Le ministère public succombe. Les dépens seront laissés à la charge de l’État.
Sur les frais exposés et non compris dans les dépens
Aux termes de l’article 700 du code de procédure civile, le juge condamne la partie tenue aux dépens ou qui perd son procès à payer à l’autre partie la somme qu’il détermine au titre des frais exposés et non compris dans les dépens. Dans tous les cas, le juge tient compte de l’équité ou de la situation économique de la partie condamnée. Il peut, même d’office, pour des raisons tirées des mêmes considérations, dire qu’il n’y a pas lieu à ces condamnations.

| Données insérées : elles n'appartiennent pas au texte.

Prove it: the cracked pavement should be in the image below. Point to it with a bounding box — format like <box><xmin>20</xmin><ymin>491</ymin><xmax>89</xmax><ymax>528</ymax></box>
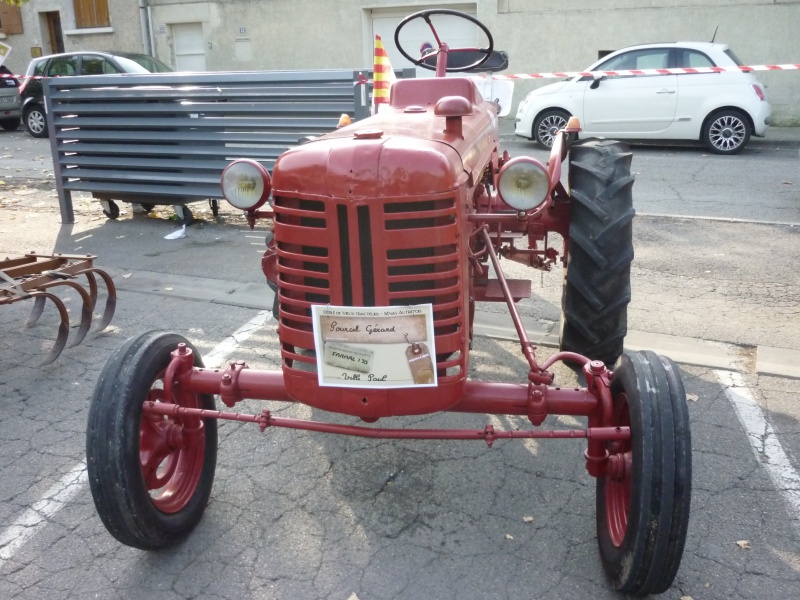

Il serait inéquitable de laisser à la charge du demandeur/du défendeur la totalité des frais et honoraires exposés par lui et non compris dans les frais de justice. Il lui sera donc alloué à ce titre la somme de 1 500 €.
PAR CES MOTIFS
Le tribunal, statuant publiquement par jugement contradictoire prononcé par mise à disposition au greffe, en premier ressort,
CONSTATE que le récépissé prévu par l’article 1040 du Code de procédure civile a été délivré,
DÉBOUTE le Ministère Public de ses demandes,
ORDONNE l’enregistrement de la déclaration acquisitive de nationalité française souscrite par M. [W] [U] le 3 mars 2021 devant la directrice de greffe du tribunal judiciaire de Saverne,
DIT que M. [W] [U], né le 16 mars 2003 à [Localité 3] (République de Guinée),a acquis la nationalité française par déclaration du 03 mars 2021 en application des dispositions de l’article 21-12 du Code civil,
CONDAMNE le Trésor public à verser à M. [W] [U] la somme de 1 500 € (mille cinq cents euros) en application des dispositions de l’article 700 du Code de procédure civile,
ORDONNE la mention prévue à l’article 28 du Code civil,
LAISSE les dépens à la charge de l’État.